In response to criticism from both the oil industry and environmentalists, the Obama administration is scrapping a 2012 plan to impose tough new mandates governing drilling on public lands.
The decision to replace last year’s proposal with an entirely new draft rule — and take public comment on the initiative — forces a major delay in the final regulations, which are set to be the first major federal rules governing the hydraulic fracturing process key to unlocking oil and gas nationwide.
Interior Department spokesman Blake Androff confirmed the Bureau of Land Management would propose the new draft by the end of March after “making improvements . . . in order to maximize flexibility, facilitate coordination with state practices and ensure that operators on public lands implement best practices.”
The proposed rule aims to tighten standards for oil and natural gas unlocked through horizontal drilling and hydraulic fracturing, which involves pumping a mix of sand, chemicals and water underground to free hydrocarbons trapped in dense rock formations.
The measure unveiled last May would have forced energy companies to reveal the chemicals they use when drilling for oil and natural gas on federal lands, but in a move that riled environmentalists, the Interior Department decided to require those disclosures only after the substances are pumped underground. The proposed rule also would have imposed new well construction standards, testing requirements and mandates for managing and storing water that flows back after fracturing begins.
It is unclear how much the proposal could change, but it appears likely the new draft rule will still include some kind of chemical disclosure, well-bore integrity assurances and plans for managing flowback water. The Bureau of Land Management is using more than 170,000 public comments to guide the rewrite.
Androff said the 2012 draft “leverages technologies already in use by companies to protect important water resources and improve transparency.”

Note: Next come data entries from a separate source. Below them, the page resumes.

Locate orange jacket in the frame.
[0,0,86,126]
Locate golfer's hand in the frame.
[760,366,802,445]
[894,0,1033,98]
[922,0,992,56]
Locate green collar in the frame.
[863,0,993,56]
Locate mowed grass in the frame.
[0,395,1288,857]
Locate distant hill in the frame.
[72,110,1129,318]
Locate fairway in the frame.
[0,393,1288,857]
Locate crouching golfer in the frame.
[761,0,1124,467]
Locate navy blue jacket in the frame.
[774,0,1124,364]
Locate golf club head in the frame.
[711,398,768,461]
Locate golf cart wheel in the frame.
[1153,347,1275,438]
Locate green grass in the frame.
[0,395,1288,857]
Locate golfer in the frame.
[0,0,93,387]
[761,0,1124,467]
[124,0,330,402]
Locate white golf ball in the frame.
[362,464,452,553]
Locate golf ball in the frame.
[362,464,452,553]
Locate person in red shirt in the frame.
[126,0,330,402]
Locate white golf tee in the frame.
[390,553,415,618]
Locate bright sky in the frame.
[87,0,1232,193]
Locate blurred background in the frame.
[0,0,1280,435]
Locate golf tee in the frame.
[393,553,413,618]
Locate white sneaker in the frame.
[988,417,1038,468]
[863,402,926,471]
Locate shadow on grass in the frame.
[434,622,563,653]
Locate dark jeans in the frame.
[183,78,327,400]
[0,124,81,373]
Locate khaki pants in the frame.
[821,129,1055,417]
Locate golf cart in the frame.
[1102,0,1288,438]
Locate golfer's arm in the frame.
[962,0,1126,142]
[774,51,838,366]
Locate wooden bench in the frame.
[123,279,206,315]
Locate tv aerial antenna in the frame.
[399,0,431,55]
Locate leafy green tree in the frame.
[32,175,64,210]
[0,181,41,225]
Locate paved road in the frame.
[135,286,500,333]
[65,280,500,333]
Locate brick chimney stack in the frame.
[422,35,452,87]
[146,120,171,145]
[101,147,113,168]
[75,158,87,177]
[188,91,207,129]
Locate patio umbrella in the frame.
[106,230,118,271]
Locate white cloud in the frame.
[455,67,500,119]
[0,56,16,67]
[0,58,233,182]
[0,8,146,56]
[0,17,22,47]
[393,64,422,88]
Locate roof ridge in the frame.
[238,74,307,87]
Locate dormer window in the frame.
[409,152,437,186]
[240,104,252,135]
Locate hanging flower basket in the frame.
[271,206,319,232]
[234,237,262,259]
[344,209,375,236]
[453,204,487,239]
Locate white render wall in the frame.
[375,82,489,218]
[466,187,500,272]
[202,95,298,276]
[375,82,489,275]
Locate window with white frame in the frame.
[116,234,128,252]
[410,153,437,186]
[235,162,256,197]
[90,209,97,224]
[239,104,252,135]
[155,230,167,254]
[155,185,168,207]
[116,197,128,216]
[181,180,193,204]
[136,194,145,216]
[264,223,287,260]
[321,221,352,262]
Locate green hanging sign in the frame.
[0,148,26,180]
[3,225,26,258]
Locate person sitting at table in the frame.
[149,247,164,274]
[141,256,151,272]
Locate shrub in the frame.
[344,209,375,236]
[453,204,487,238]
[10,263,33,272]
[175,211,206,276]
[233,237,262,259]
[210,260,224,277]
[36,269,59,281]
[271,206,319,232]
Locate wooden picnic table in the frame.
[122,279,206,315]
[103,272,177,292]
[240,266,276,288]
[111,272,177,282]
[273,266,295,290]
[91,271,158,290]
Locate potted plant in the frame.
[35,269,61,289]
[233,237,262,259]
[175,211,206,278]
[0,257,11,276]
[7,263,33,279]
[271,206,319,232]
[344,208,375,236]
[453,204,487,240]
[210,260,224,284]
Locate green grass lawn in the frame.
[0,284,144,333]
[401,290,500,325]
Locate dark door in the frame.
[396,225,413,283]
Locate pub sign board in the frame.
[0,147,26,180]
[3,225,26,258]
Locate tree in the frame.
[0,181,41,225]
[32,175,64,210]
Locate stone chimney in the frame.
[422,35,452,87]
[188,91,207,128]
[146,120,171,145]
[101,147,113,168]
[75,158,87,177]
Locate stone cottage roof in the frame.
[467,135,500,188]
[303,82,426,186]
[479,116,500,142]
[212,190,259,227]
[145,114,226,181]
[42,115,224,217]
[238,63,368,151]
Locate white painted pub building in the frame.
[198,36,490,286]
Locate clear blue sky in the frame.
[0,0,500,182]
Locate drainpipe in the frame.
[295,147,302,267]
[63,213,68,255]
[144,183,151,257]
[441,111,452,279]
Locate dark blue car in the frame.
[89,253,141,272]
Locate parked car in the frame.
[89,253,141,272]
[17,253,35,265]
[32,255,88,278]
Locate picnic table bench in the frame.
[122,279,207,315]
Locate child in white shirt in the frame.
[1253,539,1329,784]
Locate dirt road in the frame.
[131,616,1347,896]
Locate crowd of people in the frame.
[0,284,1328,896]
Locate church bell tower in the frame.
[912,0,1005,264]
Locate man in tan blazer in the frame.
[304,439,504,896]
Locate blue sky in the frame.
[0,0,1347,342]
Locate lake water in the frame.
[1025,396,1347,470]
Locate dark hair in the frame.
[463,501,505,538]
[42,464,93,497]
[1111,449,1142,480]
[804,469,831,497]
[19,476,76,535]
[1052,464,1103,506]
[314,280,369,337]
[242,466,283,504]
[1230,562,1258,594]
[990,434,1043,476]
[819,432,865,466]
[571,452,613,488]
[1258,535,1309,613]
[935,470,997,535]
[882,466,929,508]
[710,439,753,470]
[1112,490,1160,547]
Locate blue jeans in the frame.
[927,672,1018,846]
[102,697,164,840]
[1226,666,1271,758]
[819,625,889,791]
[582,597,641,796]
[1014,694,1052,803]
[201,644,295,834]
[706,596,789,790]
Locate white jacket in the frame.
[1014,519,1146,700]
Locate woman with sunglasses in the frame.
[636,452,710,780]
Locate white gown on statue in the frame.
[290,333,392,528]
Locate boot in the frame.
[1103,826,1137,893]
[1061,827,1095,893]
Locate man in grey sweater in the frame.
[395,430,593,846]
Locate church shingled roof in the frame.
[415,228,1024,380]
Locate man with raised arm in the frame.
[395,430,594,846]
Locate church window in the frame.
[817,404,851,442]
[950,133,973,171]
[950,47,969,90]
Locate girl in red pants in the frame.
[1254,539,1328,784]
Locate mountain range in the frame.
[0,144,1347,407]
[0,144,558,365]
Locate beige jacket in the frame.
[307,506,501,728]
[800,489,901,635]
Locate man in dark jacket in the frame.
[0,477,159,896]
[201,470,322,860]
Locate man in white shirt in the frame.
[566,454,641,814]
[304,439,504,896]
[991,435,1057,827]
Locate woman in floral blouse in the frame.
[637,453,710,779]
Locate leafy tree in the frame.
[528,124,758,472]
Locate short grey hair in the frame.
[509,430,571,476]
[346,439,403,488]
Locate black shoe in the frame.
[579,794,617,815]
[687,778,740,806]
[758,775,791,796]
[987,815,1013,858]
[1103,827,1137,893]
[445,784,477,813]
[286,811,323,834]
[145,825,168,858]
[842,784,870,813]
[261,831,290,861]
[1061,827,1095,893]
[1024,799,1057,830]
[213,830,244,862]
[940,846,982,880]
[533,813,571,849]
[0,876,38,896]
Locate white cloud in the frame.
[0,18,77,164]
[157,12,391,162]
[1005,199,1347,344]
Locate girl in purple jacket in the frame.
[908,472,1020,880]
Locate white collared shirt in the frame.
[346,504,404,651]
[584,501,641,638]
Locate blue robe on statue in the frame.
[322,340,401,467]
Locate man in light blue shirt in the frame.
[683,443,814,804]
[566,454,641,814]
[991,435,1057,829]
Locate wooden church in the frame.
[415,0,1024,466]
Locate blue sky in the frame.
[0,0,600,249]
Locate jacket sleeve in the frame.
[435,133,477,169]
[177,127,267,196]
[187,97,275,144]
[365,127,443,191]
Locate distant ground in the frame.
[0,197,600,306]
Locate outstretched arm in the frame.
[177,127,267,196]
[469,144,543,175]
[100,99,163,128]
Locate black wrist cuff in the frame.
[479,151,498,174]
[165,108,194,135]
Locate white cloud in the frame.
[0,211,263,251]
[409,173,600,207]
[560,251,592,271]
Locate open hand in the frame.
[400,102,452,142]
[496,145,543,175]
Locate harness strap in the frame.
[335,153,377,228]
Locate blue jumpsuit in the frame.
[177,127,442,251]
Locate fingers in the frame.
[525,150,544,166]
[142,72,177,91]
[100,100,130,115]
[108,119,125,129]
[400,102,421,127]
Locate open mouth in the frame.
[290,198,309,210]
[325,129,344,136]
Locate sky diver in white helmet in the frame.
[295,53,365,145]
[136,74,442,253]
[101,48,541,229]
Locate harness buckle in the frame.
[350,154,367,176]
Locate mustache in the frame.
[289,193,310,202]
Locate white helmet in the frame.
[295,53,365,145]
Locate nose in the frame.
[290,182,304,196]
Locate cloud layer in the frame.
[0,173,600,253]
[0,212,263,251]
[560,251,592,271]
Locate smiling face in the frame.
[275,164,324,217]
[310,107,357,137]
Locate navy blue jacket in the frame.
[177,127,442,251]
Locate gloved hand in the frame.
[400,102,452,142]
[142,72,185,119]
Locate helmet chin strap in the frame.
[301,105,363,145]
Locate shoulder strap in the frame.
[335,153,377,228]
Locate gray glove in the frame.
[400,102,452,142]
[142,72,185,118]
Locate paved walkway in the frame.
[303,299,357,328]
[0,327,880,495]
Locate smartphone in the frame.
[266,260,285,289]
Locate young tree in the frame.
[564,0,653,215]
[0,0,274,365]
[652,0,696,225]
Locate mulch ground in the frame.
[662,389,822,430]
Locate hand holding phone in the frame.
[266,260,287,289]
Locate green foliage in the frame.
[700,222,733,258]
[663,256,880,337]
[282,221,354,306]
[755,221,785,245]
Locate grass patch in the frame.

“Many companies are already implementing these best practices,” he said.
The regulation would only cover a sliver of the United States’ onshore oil and natural gas production _ roughly 6 and 13 percent respectively, according to ClearView Energy Partners _ but industry officials fear it could provide the foundation and justification for broader mandates in the future. The oil and gas industry has generally argued that state regulators are best positioned to oversee drilling.
Industry trade groups had asked the administration to reconsider the rule after warning that compliance costs could discourage energy production on federal lands.
American Petroleum Institute President Jack Gerard said he welcomed the administration’s decision but “the real test will be in the substance of the re-proposal.”
“The shale energy revolution is reshaping America’s energy future,” Gerard added. “We need to be smart about regulating it.”